The other option would be to include a hidden form  with hidden fields on the page and have the link fire off some javascript that basically populates values into the hidden fields and submits the form.

Have a look at these articles and see if they help:

http://haacked.com/archive/2009/01/30/simple-jquery-delete-link-for-asp.net-mvc.aspx

http://stephenwalther.com/blog/archive/2009/01/21/asp.net-mvc-tip-46-ndash-donrsquot-use-delete-links-because.aspx

it looks like you need tricks ...

basically POST is something that happens via a FORM SUBMIT ...

I would not risk JavaScript tricks because JavaScript is not guaranteed to be availble.

However:  see http://stackoverflow.com/questions/688722/does-html-actionlink-post-the-form-data for an interesting idea.

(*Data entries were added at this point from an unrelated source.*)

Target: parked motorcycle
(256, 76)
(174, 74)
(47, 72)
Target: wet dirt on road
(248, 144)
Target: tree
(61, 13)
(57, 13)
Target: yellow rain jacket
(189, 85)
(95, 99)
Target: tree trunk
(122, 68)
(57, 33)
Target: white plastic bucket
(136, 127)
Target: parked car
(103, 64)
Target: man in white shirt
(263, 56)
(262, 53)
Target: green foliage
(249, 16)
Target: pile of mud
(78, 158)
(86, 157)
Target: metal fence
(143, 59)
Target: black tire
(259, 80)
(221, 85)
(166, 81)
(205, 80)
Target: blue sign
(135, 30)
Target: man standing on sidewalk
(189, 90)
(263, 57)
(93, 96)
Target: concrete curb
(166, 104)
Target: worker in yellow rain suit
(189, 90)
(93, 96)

Personally, I think I would stick with the original idea I expressed ... with hidden fields you can force POST as an alternative to using ActionLink ... the idea is to use multiple submit buttons ... here's an Edit example you could adapt to your Delete:

(without JavaScript)
on your .aspx page, add a second button:
     <input type="submit"    value="First"        name="submitButton"/>
     <input type="submit"    value="Second"   name="submitButton"/>
in your Controller:
    // POST: /Home/Edit/5
    [AcceptVerbs(HttpVerbs.Post)]
    public ActionResult Edit(Movie movieToEdit, string submitButton)
    {
        if (submitButton == "First")       et cetera

For submitButton == "First" you would have an equivalent hidden field that holds the Primary Key for the row that you wish to delete; et cetera.  I think this would work but I am pressed for time and have not thought it through to completion.

Regards,
Gerry (Lowry)

CodeHobo:

Dave - Maybe you can address this by changing the design so that the action link goes to a "are you sure you want to delete?" page (as an http GET which is fine in this case since it's not changing data). Then on that page you would do a form post that calls the delete action method with an http post.

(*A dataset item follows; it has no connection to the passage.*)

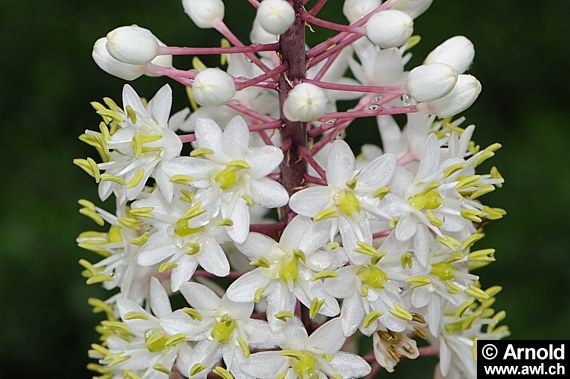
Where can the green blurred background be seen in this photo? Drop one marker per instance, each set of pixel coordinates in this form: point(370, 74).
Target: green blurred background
point(48, 79)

The other option would be to include a hidden form  with hidden fields on the page and have the link fire off some javascript that basically populates values into the hidden fields and submits the form.

Why not do both? Have the link point off to a confirmation page that's only used when Javascript is disabled, and then a bit of onclick handling which posts a form to the same place the confirmation page would've posted to? Then you get 95% of your users having a clickable link which deletes directly, you're safe w/ idempotency (and spiders and pull-ahead browsers), and most of your users get a nice clean link-oriented UI.

Don't forget when using Javascript to also do a prompt before deleting (or, better, offer an undo option like applications like Gmail do).